L’ancien patron de la BCE, passé par Goldman Sachs, a été appelé à la rescousse pour tirer l’Italie de la crise. Mais cette crise est avant tout celle d’une classe politique désavouée et d’un modèle économique en faillite.
Le technocrate Mario Draghi n’est pas la solution, mais il faut pouvoir dépasser le faux clivage qui est imposé aux travailleurs et aux classes populaires, avec la thérapie ultralibérale de « Super Mario » d’un côté, et la droite réactionnaire de l’autre. (IGA)
Tout d’abord, soulignons que le spectacle indigne de cette crise gouvernementale n’est pas l’échec de l’ex-Premier ministre Conte ou de Matteo Renzi ou de toute autre personne. Il est l’expression la plus évidente de la crise de toute une classe politique indécente, tant nationale que locale. Une crise qui dure depuis des années.

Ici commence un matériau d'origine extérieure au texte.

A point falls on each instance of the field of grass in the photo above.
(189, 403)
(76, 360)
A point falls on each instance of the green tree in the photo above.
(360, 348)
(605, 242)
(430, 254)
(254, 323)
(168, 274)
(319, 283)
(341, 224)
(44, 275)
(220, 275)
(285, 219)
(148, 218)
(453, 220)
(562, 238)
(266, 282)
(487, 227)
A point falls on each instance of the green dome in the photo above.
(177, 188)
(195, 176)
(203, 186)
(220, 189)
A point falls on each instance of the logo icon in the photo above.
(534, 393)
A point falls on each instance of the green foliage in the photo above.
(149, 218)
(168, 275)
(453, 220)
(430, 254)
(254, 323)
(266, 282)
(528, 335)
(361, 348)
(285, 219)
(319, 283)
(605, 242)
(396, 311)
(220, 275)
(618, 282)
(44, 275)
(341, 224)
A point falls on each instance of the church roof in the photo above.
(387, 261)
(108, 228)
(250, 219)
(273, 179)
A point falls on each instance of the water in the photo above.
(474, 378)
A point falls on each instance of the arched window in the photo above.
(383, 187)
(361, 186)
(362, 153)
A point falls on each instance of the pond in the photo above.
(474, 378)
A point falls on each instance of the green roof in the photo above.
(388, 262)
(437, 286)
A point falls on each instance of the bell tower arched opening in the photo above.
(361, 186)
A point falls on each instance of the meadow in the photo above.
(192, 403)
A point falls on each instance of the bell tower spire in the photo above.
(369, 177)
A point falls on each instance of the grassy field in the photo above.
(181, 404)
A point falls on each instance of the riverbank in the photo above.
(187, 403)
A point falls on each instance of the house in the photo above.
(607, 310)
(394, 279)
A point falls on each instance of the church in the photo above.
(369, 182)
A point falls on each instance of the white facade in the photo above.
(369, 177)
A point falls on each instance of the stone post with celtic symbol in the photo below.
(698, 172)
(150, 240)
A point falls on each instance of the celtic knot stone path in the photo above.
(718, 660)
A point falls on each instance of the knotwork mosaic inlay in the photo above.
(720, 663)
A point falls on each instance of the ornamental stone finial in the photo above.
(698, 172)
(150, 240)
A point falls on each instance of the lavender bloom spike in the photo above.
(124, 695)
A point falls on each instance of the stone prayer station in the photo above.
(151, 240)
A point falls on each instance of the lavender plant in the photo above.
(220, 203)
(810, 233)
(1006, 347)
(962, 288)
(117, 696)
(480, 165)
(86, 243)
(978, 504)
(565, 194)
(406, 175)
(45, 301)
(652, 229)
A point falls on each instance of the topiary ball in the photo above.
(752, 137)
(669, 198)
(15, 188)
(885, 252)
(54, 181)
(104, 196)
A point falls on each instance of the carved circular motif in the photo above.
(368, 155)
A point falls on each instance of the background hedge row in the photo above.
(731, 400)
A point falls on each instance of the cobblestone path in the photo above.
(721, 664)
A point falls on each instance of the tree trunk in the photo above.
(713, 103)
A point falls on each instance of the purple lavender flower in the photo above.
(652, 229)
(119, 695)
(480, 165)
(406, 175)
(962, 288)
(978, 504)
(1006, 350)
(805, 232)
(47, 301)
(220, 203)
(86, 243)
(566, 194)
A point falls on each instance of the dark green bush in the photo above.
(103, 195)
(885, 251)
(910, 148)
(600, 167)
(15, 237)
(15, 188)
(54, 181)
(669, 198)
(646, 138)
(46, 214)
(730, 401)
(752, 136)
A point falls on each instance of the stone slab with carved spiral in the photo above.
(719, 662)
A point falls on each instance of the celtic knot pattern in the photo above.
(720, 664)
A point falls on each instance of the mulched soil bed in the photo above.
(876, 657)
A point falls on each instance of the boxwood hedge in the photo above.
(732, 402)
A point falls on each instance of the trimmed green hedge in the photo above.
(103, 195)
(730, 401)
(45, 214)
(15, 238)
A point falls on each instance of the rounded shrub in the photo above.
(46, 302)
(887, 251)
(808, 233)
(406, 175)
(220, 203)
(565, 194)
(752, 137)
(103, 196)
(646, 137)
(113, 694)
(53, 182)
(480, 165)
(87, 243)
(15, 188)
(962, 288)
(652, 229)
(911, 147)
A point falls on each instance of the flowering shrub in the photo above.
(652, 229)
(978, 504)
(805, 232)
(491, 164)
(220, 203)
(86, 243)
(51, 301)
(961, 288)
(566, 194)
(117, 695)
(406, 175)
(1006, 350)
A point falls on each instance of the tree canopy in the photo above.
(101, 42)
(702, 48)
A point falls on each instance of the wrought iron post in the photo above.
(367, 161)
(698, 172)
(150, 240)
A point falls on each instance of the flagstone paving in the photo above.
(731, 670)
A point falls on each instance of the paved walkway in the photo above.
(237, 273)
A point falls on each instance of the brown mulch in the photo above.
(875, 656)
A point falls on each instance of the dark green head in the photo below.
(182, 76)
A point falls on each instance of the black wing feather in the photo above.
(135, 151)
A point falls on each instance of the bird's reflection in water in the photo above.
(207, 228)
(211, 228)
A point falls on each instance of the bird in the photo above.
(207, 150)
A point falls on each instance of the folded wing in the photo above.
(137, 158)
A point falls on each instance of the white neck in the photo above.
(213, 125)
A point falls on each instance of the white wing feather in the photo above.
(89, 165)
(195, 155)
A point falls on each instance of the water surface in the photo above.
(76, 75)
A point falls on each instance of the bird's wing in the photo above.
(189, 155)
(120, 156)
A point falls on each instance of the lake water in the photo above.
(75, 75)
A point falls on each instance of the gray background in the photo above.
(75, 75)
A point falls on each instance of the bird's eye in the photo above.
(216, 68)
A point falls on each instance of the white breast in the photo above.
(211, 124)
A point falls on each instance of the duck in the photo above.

En fait, nous sommes confrontés à une sorte de nouveau commissariat des puissances économiques et financières italiennes et européennes. La solution Draghi est la carte qui permet au pouvoir de gérer de manière autoritaire et en dehors de toute logique démocratique la phase délicate à travers laquelle se joue l’avenir de notre pays.
Du point de vue institutionnel, il est extrêmement grave que ce soit le président de la République lui-même qui demande la confiance d’un gouvernement nommé par lui, sans indication préalable d’une majorité parlementaire. C’était ainsi dans la monarchie de Savoie. Nous ne pouvons accepter que notre République en soit réduite à cela. Nous devons affirmer avec force que même un Parlement dominé par le transformisme a pleinement le droit de voter contre un gouvernement du Président.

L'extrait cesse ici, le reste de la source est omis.